Data and methodology
Port throughput. Chittagong CY2025 TEU (3,409,069) is from Chittagong Port Authority official press data as reported by The Daily Star and SeaNews (January 2026). CY2024 (3.276 million TEU) and FY2023-24 (3.169 million TEU) figures are from Container News and CPA annual reports respectively. Payra. Jetty specifications (650m, 3,000-3,500 TEU) and tariff differential (20-30 percent below Chittagong) from Payra Port Authority and Network Bangladesh. Channel depth data (designed 10.5m, fallen to approximately 6m high-tide, late 2025) from DredgeWire and The Daily Star navigability crisis reporting. Laldia. $550 million figure and deal date (November 17, 2025) from APM Terminals official press release and Hellenic Shipping News. Capacity (800,000 TEU initial, 1 million TEU scalable) from APM Terminals and World Ports Organization. Matarbari. JICA cost (Tk 24,300 crore), channel depth (16m), vessel capacity (8,000-8,200 TEU), and Phase 1 contractor (Penta-Ocean + TOA) from TBS News and DredgeWire.

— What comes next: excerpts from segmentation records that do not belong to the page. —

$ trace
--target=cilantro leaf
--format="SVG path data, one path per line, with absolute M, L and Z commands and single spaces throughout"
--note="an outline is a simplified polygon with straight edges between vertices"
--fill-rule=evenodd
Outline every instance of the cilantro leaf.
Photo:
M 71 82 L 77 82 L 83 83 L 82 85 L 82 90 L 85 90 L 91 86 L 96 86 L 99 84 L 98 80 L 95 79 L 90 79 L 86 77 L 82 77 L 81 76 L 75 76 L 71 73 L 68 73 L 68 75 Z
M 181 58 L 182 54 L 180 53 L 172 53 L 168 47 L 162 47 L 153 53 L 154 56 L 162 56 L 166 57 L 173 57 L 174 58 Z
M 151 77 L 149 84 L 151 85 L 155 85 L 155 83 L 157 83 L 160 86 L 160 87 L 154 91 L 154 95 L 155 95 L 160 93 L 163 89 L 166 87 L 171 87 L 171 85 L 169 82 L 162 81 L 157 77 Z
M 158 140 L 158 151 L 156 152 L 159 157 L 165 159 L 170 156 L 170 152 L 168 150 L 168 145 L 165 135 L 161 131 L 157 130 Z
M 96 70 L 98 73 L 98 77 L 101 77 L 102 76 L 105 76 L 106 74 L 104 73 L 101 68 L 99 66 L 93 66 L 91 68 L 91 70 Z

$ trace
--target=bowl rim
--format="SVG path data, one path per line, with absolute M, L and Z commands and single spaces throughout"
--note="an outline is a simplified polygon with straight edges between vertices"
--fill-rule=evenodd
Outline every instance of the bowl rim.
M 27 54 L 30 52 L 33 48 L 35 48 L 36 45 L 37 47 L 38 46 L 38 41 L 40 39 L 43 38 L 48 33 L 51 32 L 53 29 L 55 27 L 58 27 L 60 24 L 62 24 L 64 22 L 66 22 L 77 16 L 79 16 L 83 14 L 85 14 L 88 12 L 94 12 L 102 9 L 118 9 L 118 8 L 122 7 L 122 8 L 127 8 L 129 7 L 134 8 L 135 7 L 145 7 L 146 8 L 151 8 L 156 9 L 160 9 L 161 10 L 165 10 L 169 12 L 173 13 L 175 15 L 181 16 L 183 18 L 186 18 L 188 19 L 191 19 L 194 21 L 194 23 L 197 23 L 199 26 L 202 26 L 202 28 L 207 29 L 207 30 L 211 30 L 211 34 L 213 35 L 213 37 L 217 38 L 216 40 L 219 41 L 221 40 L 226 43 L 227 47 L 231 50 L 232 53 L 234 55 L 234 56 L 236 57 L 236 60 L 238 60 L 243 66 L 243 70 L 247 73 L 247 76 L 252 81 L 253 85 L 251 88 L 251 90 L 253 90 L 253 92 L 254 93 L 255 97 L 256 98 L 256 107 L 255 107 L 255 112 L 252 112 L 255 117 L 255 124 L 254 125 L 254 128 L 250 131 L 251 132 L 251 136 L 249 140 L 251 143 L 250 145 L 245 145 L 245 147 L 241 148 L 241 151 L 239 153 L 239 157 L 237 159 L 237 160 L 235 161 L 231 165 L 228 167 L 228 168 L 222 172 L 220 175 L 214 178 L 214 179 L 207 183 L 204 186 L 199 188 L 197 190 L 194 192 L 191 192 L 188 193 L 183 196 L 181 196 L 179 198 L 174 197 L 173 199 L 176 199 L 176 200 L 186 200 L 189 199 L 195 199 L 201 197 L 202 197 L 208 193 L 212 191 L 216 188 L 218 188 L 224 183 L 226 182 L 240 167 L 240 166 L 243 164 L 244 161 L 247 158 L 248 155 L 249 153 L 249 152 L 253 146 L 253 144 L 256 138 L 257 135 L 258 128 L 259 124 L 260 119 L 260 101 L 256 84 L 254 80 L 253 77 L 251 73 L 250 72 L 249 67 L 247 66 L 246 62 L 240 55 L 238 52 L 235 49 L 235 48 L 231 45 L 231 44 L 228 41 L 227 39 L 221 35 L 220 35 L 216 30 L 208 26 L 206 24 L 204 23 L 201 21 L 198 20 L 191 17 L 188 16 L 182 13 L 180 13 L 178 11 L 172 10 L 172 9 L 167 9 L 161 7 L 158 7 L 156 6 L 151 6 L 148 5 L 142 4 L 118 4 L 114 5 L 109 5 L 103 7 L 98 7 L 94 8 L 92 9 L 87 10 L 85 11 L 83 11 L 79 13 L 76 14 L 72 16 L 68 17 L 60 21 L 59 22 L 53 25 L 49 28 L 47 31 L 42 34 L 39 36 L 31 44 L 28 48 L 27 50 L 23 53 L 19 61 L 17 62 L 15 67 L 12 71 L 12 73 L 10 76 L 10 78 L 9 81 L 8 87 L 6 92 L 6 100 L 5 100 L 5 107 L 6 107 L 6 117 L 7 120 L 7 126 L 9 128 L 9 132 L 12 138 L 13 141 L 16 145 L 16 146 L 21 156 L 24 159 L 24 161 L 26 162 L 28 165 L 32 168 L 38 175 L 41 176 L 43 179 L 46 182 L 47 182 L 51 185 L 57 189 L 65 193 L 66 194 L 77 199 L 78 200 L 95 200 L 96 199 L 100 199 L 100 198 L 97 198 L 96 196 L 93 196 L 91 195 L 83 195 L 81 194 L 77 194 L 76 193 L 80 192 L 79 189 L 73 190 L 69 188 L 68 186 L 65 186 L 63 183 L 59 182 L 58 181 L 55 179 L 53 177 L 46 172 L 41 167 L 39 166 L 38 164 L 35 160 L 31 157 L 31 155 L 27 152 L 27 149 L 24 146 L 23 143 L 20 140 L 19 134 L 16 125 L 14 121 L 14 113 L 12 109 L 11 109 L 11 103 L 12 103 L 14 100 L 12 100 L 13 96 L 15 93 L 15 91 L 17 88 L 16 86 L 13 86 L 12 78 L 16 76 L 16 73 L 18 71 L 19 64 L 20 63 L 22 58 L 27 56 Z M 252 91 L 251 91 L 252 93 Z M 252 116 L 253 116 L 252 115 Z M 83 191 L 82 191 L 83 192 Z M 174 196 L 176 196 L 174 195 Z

Operational targets (2029 Phase 1, 2030 commercial) from TBS News shipping adviser statement and CPA tariff consultant tender. Regional comparators. Mundra approximately 6.6 million TEU (Adani Ports, 2024); Colombo approximately 7 million TEU (SLPA annual report, 2024). Transshipment cost. Colombo/Port Klang transshipment premium estimate of $400-500/TEU is an industry standard range; exact figures vary by route and carrier. Mongla. Throughput (approximately 105,000 TEU) from Mongla Port Authority data as referenced in the BDPolicyLab transport analyzer. TEU counting follows UNCTAD conventions: one 20-foot equivalent unit per box regardless of load status unless stated otherwise.